I couldn't agree more. {saying in jest} But doesn't it mean gushy and mushy, lovey and dovey? (<---hyperbole)

Babak Movahed
04-18-2010, 04:54 AM
Dostoevsky surely must be added to notables; if not the best author of realism.

Alright I don't mean to offend, but to a degree can't Dostoevsky be considered as the first modernist? His works incorporate a lot of Modernist stylistic variations for example his quasi-omniscent third person narration in Crime and Punishment. Also when you analyze other realist authors you notice a difference in their styles comparatively to Dostoevsky. Look I understand that I might get a lot of opposition for this statement but to all you adamant skeptics read "Dream of a Ridiculous Man" and you'll see what I'm talking about.

By the way very well done list.

kelby_lake
04-18-2010, 07:27 AM
How could you omit Blake from the metaphysical poets?

I wouldn't call 'To Kill A Mockingbird' particularly Southern Gothic. Yeah, you've got Boo but...I'd say Tennessee Williams and Carson McCullers are the best examples.Orpheus Descending and The Ballad of The Sad Cafe are definitely Southern Gothic. It sort of imbues your Southern stereotypes with a romantic quality.

What about French gothic, stuff like The Hunchback of Notre Dame?

Naturalism- a literary movement taking place from 1880's to 1940's that used detailed realism to suggest that social conditions, heredity, and environment had inescapable force in shaping human character. Stuff like Zola.

wessexgirl
04-18-2010, 08:58 AM
Naturalism- a literary movement taking place from 1880's to 1940's that used detailed realism to suggest that social conditions, heredity, and environment had inescapable force in shaping human character. Stuff like Zola.

This is on the list.

Blake was one of the Romantics.

mal4mac
04-18-2010, 09:16 AM
Great list! Why not put the movements in alphabetic order at the top of the page? That would make them easier to find if, say, you are just looking to see if your favourite movement is included. You could then click on the entry to move down into your current date-ordered list. Some other movements:

aesthetes (Wilde, Pater, Bloom...)
Angry Young Men (Kingsley Amis...)
Bloomsbury group (Woolf, Keynes,...)
Irish revival (Yeats, ...)
existentialists (Sartre, Camus,...)
Tolstoyans (More a literary dead end, but certainly 'a movement'...)

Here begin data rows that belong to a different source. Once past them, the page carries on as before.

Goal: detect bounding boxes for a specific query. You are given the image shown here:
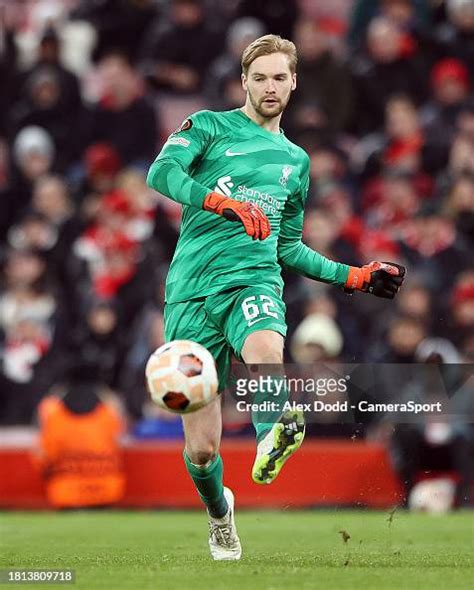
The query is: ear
[291,74,296,90]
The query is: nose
[265,78,276,94]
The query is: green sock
[183,451,229,518]
[252,376,288,444]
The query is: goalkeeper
[147,35,405,560]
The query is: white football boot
[208,487,242,561]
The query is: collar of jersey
[234,108,286,143]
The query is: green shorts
[165,285,287,391]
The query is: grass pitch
[0,510,474,590]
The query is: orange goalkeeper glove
[344,261,406,299]
[203,193,271,240]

JBI-- good point so the overlap. Woolf is Bloomsbury and modernist (Joyce is certainly not Bloomsbury!)

kelby_lake
04-19-2010, 09:17 AM
This is on the list.

Blake was one of the Romantics.

Ah. I'm sure he wrote metaphysical stuff though...


Great list! Why not put the movements in alphabetic order at the top of the page? That would make them easier to find if, say, you are just looking to see if your favourite movement is included. You could then click on the entry to move down into your current date-ordered list. Some other movements:

aesthetes (Wilde, Pater, Bloom...)
Angry Young Men (Kingsley Amis...)
Bloomsbury group (Woolf, Keynes,...)
Irish revival (Yeats, ...)
existentialists (Sartre, Camus,...)
Tolstoyans (More a literary dead end, but certainly 'a movement'...)

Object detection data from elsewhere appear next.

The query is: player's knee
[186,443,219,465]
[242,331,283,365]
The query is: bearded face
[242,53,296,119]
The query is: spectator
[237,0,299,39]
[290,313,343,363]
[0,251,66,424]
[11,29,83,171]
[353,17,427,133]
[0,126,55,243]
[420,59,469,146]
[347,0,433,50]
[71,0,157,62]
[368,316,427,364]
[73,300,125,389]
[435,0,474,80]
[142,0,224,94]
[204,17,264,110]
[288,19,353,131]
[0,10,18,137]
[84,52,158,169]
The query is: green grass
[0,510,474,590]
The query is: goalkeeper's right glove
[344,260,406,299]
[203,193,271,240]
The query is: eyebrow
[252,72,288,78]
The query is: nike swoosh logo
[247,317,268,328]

JBI-- good point so the overlap. Woolf is Bloomsbury and modernist (Joyce is certainly not Bloomsbury!)

Angry Young Men was more of a theatre movement, really.

karimera
10-08-2010, 06:56 PM
hemingway's fiction is known by the notions of primitivism and violence do you have an idea about these two notions and how to deal with them in a new way
answer pls

kelby_lake
10-09-2010, 12:37 PM
hemingway's fiction is known by the notions of primitivism and violence do you have an idea about these two notions and how to deal with them in a new way
answer pls

Primitivism is an arts movement. Violence is not.

Primitivism is basically art inspired by primitive cultures and tribes.

I think you have misunderstood. Hemingway's fiction, in terms of literary movements, falls under modernism or 'The Lost Generation'. Content-wise, he deals with masculinity, basically.